A Aline, tão entusiasmada quanto eu, me mandou uma foto via zapzap do nosso "caríssimo" e eu, toda contente, mandei para o marido. Silêncio. Nem comentou. Um minuto depois, no zapzap familiar, o filho colocou a foto de uma rosquinha e ele se fartou de comentar a rosquinha. Reclamei. Ele não deu resposta de novo. E chegou em cada todo enviezado, meteu a cara na cerveja e não quis conversar. Tá, problemas no serviço, certo.

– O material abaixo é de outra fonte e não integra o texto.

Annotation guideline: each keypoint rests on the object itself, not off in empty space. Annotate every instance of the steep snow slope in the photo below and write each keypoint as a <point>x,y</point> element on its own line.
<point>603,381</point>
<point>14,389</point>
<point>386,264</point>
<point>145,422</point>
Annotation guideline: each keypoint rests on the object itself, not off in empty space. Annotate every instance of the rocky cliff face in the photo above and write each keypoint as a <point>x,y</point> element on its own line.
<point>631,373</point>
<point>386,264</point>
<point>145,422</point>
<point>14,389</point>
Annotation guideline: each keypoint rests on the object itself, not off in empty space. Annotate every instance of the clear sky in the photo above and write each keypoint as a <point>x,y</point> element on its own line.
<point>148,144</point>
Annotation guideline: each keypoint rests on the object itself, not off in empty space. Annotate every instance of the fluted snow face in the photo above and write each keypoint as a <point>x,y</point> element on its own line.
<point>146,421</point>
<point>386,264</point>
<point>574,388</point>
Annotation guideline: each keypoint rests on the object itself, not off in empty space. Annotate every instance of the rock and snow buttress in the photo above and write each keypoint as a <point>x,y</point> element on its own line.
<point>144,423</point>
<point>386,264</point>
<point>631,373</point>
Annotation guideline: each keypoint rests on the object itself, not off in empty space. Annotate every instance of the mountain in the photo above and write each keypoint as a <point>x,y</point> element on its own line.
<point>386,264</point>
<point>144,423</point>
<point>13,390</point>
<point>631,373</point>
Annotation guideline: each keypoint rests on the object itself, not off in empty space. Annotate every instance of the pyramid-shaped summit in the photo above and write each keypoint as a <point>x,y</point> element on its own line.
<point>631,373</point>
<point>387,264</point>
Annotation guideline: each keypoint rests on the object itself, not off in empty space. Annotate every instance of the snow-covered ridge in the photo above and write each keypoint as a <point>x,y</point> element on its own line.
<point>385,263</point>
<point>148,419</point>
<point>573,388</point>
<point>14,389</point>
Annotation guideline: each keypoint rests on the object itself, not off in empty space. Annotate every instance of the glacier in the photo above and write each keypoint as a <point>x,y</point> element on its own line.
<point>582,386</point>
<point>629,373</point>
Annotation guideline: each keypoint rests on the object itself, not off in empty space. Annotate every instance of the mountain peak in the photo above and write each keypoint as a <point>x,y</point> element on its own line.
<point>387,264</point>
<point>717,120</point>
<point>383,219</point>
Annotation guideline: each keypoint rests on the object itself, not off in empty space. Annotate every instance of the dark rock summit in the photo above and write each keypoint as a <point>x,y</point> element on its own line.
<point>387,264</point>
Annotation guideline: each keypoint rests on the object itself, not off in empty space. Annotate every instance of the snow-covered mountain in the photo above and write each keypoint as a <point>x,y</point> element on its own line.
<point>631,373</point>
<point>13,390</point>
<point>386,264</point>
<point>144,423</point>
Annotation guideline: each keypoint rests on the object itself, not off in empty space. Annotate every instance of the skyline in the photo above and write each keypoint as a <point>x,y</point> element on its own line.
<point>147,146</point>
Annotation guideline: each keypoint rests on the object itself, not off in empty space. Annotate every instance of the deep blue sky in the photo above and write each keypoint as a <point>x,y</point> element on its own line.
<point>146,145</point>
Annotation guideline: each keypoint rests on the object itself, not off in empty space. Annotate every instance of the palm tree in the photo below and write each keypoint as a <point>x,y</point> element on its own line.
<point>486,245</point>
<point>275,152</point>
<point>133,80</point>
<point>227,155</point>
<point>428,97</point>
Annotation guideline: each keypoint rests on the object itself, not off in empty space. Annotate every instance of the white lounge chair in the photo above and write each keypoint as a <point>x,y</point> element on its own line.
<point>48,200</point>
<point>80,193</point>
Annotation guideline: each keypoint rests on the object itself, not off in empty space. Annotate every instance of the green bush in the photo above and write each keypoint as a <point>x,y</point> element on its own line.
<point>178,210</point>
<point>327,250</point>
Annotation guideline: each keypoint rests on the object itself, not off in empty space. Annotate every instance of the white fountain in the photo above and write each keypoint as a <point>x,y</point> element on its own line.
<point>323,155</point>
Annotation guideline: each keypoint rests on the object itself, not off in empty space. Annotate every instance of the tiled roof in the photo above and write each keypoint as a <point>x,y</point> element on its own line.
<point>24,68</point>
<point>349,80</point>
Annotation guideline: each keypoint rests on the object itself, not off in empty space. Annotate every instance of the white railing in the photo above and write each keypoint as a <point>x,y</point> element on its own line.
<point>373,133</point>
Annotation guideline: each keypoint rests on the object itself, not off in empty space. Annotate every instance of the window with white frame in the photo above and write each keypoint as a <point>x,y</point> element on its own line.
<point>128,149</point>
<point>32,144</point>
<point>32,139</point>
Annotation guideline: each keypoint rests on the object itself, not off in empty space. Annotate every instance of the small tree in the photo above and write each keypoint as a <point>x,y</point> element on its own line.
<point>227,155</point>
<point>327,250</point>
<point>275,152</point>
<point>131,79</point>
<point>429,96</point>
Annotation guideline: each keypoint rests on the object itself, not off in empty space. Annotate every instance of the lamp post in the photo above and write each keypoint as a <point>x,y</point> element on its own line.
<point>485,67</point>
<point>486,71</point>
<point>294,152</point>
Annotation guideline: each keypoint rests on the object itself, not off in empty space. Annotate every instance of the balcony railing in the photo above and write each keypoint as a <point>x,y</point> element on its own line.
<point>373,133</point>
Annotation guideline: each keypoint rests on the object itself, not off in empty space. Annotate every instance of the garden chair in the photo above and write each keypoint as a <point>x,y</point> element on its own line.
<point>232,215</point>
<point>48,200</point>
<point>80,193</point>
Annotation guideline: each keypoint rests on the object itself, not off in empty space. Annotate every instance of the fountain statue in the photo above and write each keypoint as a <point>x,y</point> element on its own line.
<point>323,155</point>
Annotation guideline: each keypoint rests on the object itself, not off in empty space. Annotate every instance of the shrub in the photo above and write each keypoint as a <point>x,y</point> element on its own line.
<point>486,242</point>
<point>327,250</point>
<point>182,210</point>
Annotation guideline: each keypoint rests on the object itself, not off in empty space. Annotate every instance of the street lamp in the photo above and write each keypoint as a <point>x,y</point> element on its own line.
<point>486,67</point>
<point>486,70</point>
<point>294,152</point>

Mas hoje, durante o dia, a raiva foi crescendo exponencialmente. Então é um ano e meio de esforço, erros, acertos, madrugadas a dentro arrumando detalhes, mil e-mails indo e vindo até tudo ficar certinho... E daí "estou ocupado, vou comentar a rosquinha"?!
E daí deu o estouro previsível quando nos encontramos, de noite. O coitadinho continua sendo inocente. Eu é que sou uma louca. Afinal, ele está bancando os livros! É, sr. investidor, inocente e ingênua fui eu, em pensar em entusiasmo de sua parte!
Vou guardar meu entusiasmo pra quem partilha dele.
E essa foi a foto que me deixou tão feliz.
E continua me deixando feliz, só pra contar.
Só que um bocado mais sozinha, também.